The ad tech world is desperate to replace third-party cookie data integration and tracking. As companies look to stitch various data sets together for audience building, some are considering a Data Clean Room as a solution. However, since Data Clean Rooms require moving data to a third-party, there are significant drawbacks that need to be considered. At the same time, there are technologies that enable data matching without losing custody of data.
With consumer data privacy regulations like GDPR and CPRA, and tech giants limiting access to data tracking or third-party IDs, digital advertising needs a viable means to match first-party data sets. More importantly, first-party data matching needs to be done securely and in a manner that meets stringent data control requirements.
The biggest challenge facing data owners is protecting customer data once it is copied and moved. As soon as custody of the data is lost, organizations lose visibility and control. Unfortunately, data shared with a partner can be merged into an identity graph or it could be packaged up and sold to other organizations – including direct competitors. Many companies hash or anonymize data before sharing it. However, critics argue that the hashing algorithms commonly used are easy to reverse engineer, enabling re-identification of the data.
There’s no way around it: Data centralization is a requirement of data clean rooms. You have to move your customer data to a third-party Data Clean Room provider to match data sets. This exposes data owners to the specific risks they’re trying to avoid: Data retention, re-identification and unauthorized reuse. Giving up data custody to a Data Clean Room just doesn’t make sense for those concerned about controlling customer data. Even in cases where there is pre-processing before transferring to the Data Clean Room, there remains a trust element over who stores the data and who controls the cryptographic keys.
Along with the downside of centralizing data, there are other drawbacks of using Data Clean Rooms. Because a Data Clean Room is a dedicated environment run by a third-party, it’s expensive. There is significant up-front investment required to build out the environment and ongoing data hosting is costly. Not only that, every partner you want to interact with also must buy into that same Data Clean Room, making the total cost of a program significant.

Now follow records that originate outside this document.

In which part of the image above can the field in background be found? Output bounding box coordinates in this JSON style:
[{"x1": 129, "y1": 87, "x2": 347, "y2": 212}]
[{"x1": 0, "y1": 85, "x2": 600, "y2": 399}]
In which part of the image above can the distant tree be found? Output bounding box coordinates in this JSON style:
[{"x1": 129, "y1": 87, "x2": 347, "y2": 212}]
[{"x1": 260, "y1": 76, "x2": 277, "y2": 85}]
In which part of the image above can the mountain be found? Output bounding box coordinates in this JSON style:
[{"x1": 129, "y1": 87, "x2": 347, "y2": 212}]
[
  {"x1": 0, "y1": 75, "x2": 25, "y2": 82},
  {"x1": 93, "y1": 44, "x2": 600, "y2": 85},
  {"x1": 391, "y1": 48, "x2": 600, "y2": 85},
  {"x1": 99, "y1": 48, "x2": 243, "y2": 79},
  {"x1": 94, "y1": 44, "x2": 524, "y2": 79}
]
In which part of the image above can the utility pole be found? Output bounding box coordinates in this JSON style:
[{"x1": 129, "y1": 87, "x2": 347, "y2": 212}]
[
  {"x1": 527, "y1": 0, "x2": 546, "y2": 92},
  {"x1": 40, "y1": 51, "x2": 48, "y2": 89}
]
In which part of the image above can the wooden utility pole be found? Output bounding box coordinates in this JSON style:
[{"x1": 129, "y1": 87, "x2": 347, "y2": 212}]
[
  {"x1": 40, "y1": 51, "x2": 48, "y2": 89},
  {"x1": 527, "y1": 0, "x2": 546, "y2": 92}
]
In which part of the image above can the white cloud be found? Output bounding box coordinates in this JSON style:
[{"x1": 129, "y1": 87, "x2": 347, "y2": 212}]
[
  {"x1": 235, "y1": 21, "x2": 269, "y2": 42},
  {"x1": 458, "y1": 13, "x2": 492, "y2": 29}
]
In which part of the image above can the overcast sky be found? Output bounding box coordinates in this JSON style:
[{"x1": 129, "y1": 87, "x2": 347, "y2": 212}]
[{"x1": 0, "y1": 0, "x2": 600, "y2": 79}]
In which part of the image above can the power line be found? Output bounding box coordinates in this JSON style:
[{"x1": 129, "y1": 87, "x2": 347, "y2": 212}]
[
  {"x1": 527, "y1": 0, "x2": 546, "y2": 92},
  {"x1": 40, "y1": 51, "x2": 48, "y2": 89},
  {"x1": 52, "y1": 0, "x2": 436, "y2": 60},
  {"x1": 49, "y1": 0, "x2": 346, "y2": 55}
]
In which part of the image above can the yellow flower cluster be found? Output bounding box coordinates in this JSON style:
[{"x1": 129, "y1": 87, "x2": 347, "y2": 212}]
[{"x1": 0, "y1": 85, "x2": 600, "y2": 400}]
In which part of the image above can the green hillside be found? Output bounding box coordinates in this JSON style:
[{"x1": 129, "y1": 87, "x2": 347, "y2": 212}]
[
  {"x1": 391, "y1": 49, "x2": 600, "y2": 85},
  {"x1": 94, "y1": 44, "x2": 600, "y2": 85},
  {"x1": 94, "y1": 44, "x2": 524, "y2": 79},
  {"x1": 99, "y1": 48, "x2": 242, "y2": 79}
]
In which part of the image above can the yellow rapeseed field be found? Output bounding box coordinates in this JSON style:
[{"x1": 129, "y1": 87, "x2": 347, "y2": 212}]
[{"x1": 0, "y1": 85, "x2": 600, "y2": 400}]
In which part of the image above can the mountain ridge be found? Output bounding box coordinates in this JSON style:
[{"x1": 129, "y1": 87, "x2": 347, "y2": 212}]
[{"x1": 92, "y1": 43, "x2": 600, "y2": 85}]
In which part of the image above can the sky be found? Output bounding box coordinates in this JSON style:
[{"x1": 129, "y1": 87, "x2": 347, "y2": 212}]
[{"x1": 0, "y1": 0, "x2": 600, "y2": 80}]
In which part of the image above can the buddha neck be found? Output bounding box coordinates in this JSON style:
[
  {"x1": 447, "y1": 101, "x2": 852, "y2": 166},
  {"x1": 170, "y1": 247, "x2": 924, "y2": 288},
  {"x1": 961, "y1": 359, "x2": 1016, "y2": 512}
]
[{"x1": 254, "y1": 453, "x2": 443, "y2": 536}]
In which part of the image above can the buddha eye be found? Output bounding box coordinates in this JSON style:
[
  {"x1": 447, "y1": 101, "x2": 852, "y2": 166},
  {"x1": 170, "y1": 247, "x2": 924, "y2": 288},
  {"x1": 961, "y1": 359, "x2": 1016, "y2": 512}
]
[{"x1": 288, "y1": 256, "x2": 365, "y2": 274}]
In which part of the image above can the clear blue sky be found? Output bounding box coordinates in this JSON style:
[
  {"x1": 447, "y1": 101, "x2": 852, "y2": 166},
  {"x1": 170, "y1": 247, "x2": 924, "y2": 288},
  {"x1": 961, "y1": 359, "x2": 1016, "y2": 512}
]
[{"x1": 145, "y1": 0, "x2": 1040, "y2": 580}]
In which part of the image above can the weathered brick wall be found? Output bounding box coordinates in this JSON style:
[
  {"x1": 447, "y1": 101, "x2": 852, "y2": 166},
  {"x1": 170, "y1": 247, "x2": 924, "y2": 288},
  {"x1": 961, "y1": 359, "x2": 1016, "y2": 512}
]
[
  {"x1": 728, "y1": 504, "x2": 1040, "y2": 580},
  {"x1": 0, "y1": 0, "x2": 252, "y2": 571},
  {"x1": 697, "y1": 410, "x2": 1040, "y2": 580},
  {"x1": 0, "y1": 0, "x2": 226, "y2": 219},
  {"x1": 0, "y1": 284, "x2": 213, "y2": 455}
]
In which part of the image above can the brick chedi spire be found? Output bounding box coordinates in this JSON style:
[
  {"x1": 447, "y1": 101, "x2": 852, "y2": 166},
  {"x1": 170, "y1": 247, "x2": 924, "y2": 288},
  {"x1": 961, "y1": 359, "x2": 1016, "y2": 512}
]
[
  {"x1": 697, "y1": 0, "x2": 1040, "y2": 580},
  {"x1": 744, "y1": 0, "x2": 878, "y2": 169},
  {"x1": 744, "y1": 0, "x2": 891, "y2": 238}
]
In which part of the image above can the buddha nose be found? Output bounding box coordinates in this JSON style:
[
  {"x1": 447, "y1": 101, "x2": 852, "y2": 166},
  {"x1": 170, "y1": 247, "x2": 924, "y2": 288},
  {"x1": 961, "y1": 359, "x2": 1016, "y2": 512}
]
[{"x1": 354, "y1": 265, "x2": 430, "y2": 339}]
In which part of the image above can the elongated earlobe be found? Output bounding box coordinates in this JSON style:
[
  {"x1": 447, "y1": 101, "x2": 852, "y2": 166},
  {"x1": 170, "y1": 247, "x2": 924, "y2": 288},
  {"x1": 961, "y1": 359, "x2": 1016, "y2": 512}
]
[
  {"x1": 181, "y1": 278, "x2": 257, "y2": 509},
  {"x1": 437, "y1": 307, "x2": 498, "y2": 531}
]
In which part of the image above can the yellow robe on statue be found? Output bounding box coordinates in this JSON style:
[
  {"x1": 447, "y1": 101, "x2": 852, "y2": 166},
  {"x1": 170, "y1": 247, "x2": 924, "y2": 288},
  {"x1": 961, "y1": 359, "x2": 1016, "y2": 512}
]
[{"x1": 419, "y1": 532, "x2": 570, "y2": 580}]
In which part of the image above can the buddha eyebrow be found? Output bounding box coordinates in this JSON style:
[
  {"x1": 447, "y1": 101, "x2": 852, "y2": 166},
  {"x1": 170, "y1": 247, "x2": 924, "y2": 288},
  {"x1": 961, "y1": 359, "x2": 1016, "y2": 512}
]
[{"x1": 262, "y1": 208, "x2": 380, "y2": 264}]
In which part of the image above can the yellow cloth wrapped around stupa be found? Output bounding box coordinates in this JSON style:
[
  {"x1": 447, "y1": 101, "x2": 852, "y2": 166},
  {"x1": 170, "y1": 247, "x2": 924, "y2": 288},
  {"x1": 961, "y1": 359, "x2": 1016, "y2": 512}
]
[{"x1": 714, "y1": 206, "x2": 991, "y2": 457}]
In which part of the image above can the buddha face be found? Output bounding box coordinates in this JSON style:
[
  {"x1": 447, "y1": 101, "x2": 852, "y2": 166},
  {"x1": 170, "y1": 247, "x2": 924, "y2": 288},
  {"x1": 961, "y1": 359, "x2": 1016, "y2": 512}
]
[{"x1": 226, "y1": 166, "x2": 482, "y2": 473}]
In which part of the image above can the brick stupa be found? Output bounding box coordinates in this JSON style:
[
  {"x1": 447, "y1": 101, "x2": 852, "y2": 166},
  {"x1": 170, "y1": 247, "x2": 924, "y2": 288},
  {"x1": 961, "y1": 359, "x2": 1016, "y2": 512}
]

Data matching is also different than what most organizations are used to. The data matching process utilized by Data Clean Rooms relies on probabilistic matching which doesn’t offer the fidelity that most marketers seek for true people-based marketing.
A new wave of technologies has emerged in recent years that enable organizations to fundamentally reimagine the way that business partners share data. Advances in cryptographic technology now make it possible to perform analytics on customer files without ever moving your data.
Matches between customer records can be performed without exposing their identity, or resolving to a third-party identity graph, using an emerging cryptographic technique called Partitioned Knowledge Orchestration (PKO). PKO enables end-to-end data connectivity without exposing identities to re-identification due to the automated generation and transmission of single use cryptoidentities. There need not be any centralized site to prepare data for matching with this approach. Insights and signals can be gained without having to send personal data outside your firewall.
Brands, publishers and their partners looking to enable authenticated audiences and match files to support audience building, targeting and measurement have an alternative to losing control of their data. Leveraging technology like cryptoidentities is the best way for companies who want to share data while maintaining complete control to use first-party data to power digital advertising.